“I think a great job has been done on this, I think it’s a great step forward,” said Mayor David Brown.  City Councilors were invited to participate in the joint meeting.

Under the new guidelines, the maximum height on new Mall buildings would be lowered to 70 feet by right, down from 101 feet, though the latter height could still be built with a special use permit.

Street walls on the mall could be no taller than forty feet, with a minimum step back of twenty-five feet once the building rose above that height. A street wall is defined as the portion of the wall that adjoins the street.

The new proposals would also institute a thirty-five foot minimum height. The density of 87 housing units per acre by right would not change, and neither would the allowance of 200 housing units per acre by special use permit.

“We don’t think that these proposals affect the ability to do densities,” said Jim Tolbert , the City’s Director of Neighborhood Planning.

Some members felt more attention needs to be paid to the intersection of Ridge-McIntire, West Main and Water Streets, and also desired a minimum three-story floor requirement for buildings on the Mall.

Buildings on both sides of Water Street would be restricted to a 70 foot street wall. A special use permit could be filed if a developer wanted to go higher, though that would require a step back, the size of which would be determined on a case by case basis. Buildings on the south side of Water Street would be required to be set back from the road by five feet in order to promote a wider sidewalk to encourage pedestrian access.

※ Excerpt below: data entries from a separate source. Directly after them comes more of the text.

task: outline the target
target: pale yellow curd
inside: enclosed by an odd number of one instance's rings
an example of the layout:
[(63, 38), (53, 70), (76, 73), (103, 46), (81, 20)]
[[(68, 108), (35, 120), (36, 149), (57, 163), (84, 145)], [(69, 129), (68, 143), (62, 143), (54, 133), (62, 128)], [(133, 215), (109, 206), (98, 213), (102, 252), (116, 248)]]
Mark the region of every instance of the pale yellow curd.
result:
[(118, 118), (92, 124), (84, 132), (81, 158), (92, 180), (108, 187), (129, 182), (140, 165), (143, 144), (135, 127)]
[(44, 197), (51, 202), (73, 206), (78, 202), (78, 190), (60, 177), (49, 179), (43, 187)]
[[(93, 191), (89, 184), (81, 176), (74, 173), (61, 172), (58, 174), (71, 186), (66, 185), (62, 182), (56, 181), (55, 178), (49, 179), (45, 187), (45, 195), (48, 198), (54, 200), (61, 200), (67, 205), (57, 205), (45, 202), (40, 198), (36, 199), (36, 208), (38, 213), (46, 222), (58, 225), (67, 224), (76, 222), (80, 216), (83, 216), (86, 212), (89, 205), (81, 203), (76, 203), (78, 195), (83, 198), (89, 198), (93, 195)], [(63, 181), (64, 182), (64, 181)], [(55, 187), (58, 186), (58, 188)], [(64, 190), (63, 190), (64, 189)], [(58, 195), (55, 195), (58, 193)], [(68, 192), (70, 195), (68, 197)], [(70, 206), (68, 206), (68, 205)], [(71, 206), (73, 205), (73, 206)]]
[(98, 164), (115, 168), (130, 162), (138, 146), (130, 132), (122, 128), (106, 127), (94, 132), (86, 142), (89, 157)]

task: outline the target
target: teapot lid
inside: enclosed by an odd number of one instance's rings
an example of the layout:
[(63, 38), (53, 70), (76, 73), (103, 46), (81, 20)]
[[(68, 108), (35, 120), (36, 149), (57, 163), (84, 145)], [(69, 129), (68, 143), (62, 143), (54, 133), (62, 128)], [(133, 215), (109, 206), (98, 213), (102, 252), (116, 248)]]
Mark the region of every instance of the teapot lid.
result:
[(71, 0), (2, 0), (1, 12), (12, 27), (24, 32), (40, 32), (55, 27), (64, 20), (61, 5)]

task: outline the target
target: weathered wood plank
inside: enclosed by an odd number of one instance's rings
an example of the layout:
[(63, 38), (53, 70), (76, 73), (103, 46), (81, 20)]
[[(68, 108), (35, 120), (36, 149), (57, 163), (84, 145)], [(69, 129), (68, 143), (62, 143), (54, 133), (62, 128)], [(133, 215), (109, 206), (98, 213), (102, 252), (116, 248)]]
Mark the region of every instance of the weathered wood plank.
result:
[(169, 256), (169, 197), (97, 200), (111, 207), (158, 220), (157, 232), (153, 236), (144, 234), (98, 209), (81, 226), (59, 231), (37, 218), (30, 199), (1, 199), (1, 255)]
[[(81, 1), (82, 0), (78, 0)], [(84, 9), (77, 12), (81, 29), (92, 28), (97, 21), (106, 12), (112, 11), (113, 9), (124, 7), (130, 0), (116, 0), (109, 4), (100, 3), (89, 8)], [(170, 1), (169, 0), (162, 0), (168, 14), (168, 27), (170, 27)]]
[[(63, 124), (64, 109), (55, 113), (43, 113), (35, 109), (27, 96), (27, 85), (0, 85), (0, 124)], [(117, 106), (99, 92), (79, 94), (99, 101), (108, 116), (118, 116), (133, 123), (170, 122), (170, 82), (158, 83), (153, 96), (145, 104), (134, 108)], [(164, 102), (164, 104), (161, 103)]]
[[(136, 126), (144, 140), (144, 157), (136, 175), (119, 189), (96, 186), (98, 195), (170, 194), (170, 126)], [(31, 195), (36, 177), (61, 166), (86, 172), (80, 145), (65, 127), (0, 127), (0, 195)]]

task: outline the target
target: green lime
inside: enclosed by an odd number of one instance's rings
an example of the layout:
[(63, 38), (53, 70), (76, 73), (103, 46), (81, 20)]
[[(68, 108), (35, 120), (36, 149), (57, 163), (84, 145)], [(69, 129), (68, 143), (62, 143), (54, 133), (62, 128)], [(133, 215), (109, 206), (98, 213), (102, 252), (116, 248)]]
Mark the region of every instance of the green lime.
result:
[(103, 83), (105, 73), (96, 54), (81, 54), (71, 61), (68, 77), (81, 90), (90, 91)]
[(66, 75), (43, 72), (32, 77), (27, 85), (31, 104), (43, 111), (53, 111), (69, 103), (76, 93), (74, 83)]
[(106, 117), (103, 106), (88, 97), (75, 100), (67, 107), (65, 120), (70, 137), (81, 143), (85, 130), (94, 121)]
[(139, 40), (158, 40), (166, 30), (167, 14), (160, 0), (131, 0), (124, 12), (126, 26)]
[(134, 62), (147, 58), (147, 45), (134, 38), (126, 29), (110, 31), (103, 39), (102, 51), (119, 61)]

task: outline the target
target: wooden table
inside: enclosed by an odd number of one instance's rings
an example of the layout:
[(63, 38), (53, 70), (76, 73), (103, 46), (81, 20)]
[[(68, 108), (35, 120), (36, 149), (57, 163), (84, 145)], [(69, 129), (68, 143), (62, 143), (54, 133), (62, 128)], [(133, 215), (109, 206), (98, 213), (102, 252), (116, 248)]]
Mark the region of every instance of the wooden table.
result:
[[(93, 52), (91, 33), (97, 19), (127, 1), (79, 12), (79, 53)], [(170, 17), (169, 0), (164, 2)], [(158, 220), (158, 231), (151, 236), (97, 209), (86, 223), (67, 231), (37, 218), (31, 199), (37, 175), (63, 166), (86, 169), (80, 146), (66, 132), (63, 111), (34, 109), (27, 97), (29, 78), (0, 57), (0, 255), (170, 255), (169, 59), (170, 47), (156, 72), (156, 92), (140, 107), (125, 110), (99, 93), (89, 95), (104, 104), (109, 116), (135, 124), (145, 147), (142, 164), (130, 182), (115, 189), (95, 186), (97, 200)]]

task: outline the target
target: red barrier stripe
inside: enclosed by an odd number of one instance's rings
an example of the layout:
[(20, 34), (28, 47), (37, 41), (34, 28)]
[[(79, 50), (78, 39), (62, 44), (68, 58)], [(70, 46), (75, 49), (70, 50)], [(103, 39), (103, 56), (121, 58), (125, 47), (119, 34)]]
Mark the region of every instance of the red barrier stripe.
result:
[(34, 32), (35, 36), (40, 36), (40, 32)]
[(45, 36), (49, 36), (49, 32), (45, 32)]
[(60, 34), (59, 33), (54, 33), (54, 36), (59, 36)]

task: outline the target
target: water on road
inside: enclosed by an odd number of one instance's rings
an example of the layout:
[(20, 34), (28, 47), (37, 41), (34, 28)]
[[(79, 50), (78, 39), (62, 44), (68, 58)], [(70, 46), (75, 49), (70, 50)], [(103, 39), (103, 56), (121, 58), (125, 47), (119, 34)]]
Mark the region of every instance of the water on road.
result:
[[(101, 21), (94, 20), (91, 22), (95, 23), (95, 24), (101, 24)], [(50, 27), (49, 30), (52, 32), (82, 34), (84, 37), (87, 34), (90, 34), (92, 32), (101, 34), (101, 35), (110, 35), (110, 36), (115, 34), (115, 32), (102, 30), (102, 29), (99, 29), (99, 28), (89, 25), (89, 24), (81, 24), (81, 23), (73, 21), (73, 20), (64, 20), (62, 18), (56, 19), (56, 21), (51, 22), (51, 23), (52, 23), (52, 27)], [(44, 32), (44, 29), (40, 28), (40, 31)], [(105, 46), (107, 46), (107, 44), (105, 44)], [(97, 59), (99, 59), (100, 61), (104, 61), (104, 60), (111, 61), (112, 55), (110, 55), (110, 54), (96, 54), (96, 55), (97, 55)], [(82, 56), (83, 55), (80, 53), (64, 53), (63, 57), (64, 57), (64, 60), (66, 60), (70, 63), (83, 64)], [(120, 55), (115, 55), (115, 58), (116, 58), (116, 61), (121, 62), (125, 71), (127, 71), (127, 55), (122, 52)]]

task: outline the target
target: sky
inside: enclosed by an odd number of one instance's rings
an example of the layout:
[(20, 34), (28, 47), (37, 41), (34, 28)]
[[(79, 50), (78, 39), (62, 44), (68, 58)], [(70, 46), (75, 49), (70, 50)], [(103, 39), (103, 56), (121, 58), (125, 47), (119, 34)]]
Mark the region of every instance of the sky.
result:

For a sense of scale, the Water Street parking garage is 70 feet tall.

Under the proposal heard Tuesday night, South Street between 2nd Street East and 2nd Street West will also be restricted to a 70 foot street wall, with the same option for 101 feet under a special use permit.

On South Street from 2nd Street West to Ridge Street, the allowed height would be lowered to 45 feet on the south side, and 70 feet on the north side. Buildings on the north side would require a step back of 25 feet. Some members were concerned that this would restrict future development of the region.

The proposal also changes the zoning ordinances for the West Main corridor all the way to the University, though each side of the street would have different guidelines. On the south side, buildings would have a fifty foot street wall, and anything over that would need a 25 foot step back, up to 70 foot by right, and 101 with a special permit permit. Any thing receiving a special unit permit would need to use a sun angle of 38 degrees to determine the appropriate step back. That corresponds to the angle of the sun during spring and fall.

“If we’re looking to increase densities, this is an area where opportunities may present themselves,” said Tolbert.

On the north side, a 50 foot street wall could be built, with a 70 foot maximum after a 25 foot step back. Buildings on this side would also need to have a minimum of two stories.

All of the step backs in the proposal are consistent. “We wanted to get away from the wedding cake approach, where we have now. Currently you have a 10 foot step back that goes up a couple floors, then it goes up five more feet, goes up, then it’s five more feet,” said Tolbert.

The proposal will now be sent back to the advisory committee, who will make the changes. Once approved by a joint meeting of the BAR and Planning Commission, a public hearing will be scheduled.  That likely won’t occur until the July Planning Commission meeting at the earliest.